Любопытство – великая вещь. Пока еду в троллейбусе, открываю плохо
закрытый конверт. Там два авиабилета в Тунис – для шефа и главбуха.
Наверное, все в офисе знают об их отношениях, но я же вне всех.
Я самостоятельно совершаю это открытие.

Шеф долго не открывает. Спрашивает из-за двери, кто это. Я отвечаю
– курьер. Наконец, он открывает. Рассматривает меня с ног до головы.
Я, подсознательно приняв игру «начальник и подчиненный» стараюсь
казаться дружелюбной. Он подозрительно выглядывает на лестничную
площадку – одна ли я. Я отдаю ему конверт. Он кивает. Бегло, стараясь
сохранить каменное равнодушное лицо, смотрит содержимое конверта.
Спрашивает, почему он открыт. Я его закрывала. Просто производители
пожалели клея и пакет открылся. Я пожимаю плечами. Он закрывает
дверь. Я ухожу. Кольцо на безымянном пальце. Озадачивает только,
что в офисе столько молоденьких барышень с внешностью моделек,
готовых на все и даже на большее.

Может быть, у них настоящая любовь?

Ночью приезжает Кирилл. Я живу в его квартире. Он фотограф. Иногда
мы трахаемся, но больше он друг. Славный парень с большими карими
персидскими глазами, наверняка в его крови есть азербайджанская
кровь.

Мы всю ночь пьем. Кирилл рассказывает о Непале. Он из тех, что
ищет истину. С ним интересно. Я люблю его дразнить, приводя самые
нелепые аргументы против всех его душевных исканий. Вся моя философия
сводится к тому, что жизнь – отстой. И если нам иногда удается
сохранить в ней то, что принято называть человечностью – это просто
чудо.

Когда он злится, мне немного его жаль. У нас есть кот. Формально,
я остаюсь в его квартире смотреть за котом. В каком-то перерождении
кот был его матерью. И моей, видимо, тоже. Поэтому мы чтим кота.
Я все думаю, что Кирилл приведет какую-нибудь девицу и мне придется
сматываться. Но пока Бог милует. Эта субстанция – Бог – вообще
благоволит ко мне.

Утром счет за междугороднюю связь. Мои звонки матери обходятся
очень дорого. Если учесть, что говорит в основном она, а я молчу.

Кирилл помогает мне с моими ночными паниками. Он готов встать
среди ночи, и мы сидим на кухне и говорим в темноте.

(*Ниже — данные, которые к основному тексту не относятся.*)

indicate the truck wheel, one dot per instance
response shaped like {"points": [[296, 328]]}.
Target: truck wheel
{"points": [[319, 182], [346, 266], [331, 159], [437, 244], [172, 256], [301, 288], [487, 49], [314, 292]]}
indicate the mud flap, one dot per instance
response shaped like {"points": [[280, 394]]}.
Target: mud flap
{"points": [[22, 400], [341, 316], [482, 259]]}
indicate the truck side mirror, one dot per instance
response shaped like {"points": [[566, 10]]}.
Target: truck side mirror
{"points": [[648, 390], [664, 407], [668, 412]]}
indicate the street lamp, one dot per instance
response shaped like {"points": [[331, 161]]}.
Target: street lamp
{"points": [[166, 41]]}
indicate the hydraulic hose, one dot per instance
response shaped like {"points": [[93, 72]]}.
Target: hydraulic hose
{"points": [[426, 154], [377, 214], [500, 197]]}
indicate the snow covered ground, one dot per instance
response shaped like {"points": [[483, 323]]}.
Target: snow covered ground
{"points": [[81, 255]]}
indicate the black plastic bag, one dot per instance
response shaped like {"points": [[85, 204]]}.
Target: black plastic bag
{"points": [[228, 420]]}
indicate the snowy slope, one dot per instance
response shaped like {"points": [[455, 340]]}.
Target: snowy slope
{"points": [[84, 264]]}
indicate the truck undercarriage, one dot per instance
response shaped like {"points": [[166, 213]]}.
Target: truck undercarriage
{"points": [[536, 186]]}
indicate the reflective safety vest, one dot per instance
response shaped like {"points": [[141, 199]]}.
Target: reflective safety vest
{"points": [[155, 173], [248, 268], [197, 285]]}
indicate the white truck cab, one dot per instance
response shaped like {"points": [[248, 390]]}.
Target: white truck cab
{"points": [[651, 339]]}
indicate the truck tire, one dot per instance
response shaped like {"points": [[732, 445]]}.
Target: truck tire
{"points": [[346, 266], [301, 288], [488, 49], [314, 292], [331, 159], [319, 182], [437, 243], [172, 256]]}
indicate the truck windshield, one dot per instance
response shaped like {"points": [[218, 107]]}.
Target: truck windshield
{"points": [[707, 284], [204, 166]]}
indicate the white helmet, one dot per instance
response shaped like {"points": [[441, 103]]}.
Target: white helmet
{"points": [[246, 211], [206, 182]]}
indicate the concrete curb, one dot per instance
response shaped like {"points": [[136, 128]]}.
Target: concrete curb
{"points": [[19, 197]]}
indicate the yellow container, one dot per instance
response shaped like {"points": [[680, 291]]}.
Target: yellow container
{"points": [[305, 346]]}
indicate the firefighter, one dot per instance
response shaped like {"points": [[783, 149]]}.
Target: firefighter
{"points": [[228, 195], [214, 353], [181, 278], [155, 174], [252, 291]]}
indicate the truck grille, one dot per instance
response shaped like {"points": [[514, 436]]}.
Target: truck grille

– Ты дурочка, – говорит он мне.

– Я знаю.

На главпочтамте курьерское столпотворение. Курьеры – в основном
молодежь до двадцати лет. Если женщины после сорока, то, скорее
всего – бухгалтера маленьких фирм. Они сами рассылают свои отчеты.
Никому ни до кого нет дела. Ждать на почте – невыносимо. Нужно
все время быть бдительной. Всегда находятся умники, которые стараются
протиснуться без очереди. Женщина в окне лениво проверяет описи,
лениво клеит штрих-коды, лениво отсчитывает сдачу. В очереди есть
такие, у кого по двадцать заказных писем. Высматриваю, есть ли
такие передо мной. Есть. Это пиздец. На такого уйдет минут тридцать,
если не больше. Все, кто позади, смотрят на него с затаенной ненавистью.
Только дай команду – набросятся и растерзают. Он прячет глаза
за длинной челкой. Он слушает плеер, намертво прижимая к груди
конверты. Он просто так не сдастся, он будет стоять до последнего.
Тетка позади меня то и дело повторяет, что у нее всего одно письмо.
Всем наплевать. Мне тоже. Сколько раз я стояла с одним письмом.
Это не работает. Еще умники посылают беременных женщин или приводят
детей с собой, в надежде, что их пропустят вперед. Ни разу не
видела, чтобы это сработало. На улице дождь. Внутри больше сорока
потных тел и всё прибывают и прибывают. В дверях стоят те, что
уже разделались с письмами, но не хотят идти под дождем.

Я иду. Я больше здесь не могу. Лучше пошататься в переходе на
«Тургеневской».

До конца рабочего дня два часа. Через час можно отправляться в
офис. Час дороги – как раз к концу. Отметиться – и домой.

Хожу, курю, иногда поднимаюсь по лестнице наверх, посмотреть на
небо. Оно только сильнее темнеет. Похоже, дождь надолго. На лестницах
и внизу тусуются люди. Они вяло рассматривают ларьки, доходят
до конца перехода, идут обратно. Те, кто спускается сверху – мокрые
насквозь не смотря на зонты.

Почти все время не высыпаюсь. Другие умудряются жить после работы.
Я только сплю.

– Ты где была?

Достало. Увольняюсь, неделю отдыхаю, потом пойду в другую фирму.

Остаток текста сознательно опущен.